Denis Gougeon (born November 16, 1951) is a Canadian composer and music educator. His more than 80 compositions encompass a wide variety of genres, including orchestral works, chamber music, opera, ballet, and pieces for solo instruments and voice. Notable ensembles to have included his compositions in their performance repertoire include the Bavarian State Ballet, the Canadian Opera Company, the I Musici de Montréal Chamber Orchestra, Le Nouvel Ensemble Moderne, New Music America, the Norwegian National Opera and Ballet, the Quebec Contemporary Music Society, and the Vancouver New Music Society.

==Early life and education==
Born in Granby, Quebec, Gougeon began his career as a primarily self-taught composer. He later entered the Université de Montréal (UdeM) where he studied music composition with Serge Garant and André Prévost.

==Career==
From 1984 to 1988 Gougeon taught music composition at McGill University. In 1989 he became the first composer-in-residence of the Montreal Symphony Orchestra, holding that post until 1992. In 2000 he won the Opus Prize for Composer of the Year from the Conseil québécois de la musique.
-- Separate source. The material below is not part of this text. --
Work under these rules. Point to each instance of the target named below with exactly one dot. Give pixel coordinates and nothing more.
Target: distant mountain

In 2001 Gougeon joined the music faculty at the Université de Montréal. Among his notable pupils is composer Analia Llugdar. He won the Society of Composers, Authors and Music Publishers of Canada's Jan V. Matejcek Concert Music Award for three consecutive years (2001, 2002, 2003).
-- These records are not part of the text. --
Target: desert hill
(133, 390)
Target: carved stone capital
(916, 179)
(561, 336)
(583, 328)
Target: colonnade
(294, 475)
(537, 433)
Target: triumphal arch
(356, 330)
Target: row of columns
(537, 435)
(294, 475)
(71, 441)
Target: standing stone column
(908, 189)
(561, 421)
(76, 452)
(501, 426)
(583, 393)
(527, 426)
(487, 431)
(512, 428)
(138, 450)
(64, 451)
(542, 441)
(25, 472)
In 2007 he won the Juno Award for Classical Composition of the Year for his Clere Vénus. In 2010 he composed an orchestral work, Phénix; that year Toy no 1 (Music Box) by Gougeon was awarded the first prize of a three-year-long composition competition organized by Radio France, the Shanghai Media Group and the International Spring Music Festival. The piece is written for traditional Chinese instruments and a symphonic orchestra.

In 2013 the Société Musique Contemporaine de Québec featured a number of Gougeon's works in its performances. His composition "Tutti" was commissioned by Toronto's Esprit Orchestra.

In October 2024, Les Prix du Quebec presented the Prix Denise-Filiatrault to Gougeon for his contribution to the performing arts.

In February 2025, Gougeon was named as a recipient of the Governor General's Performing Arts Award.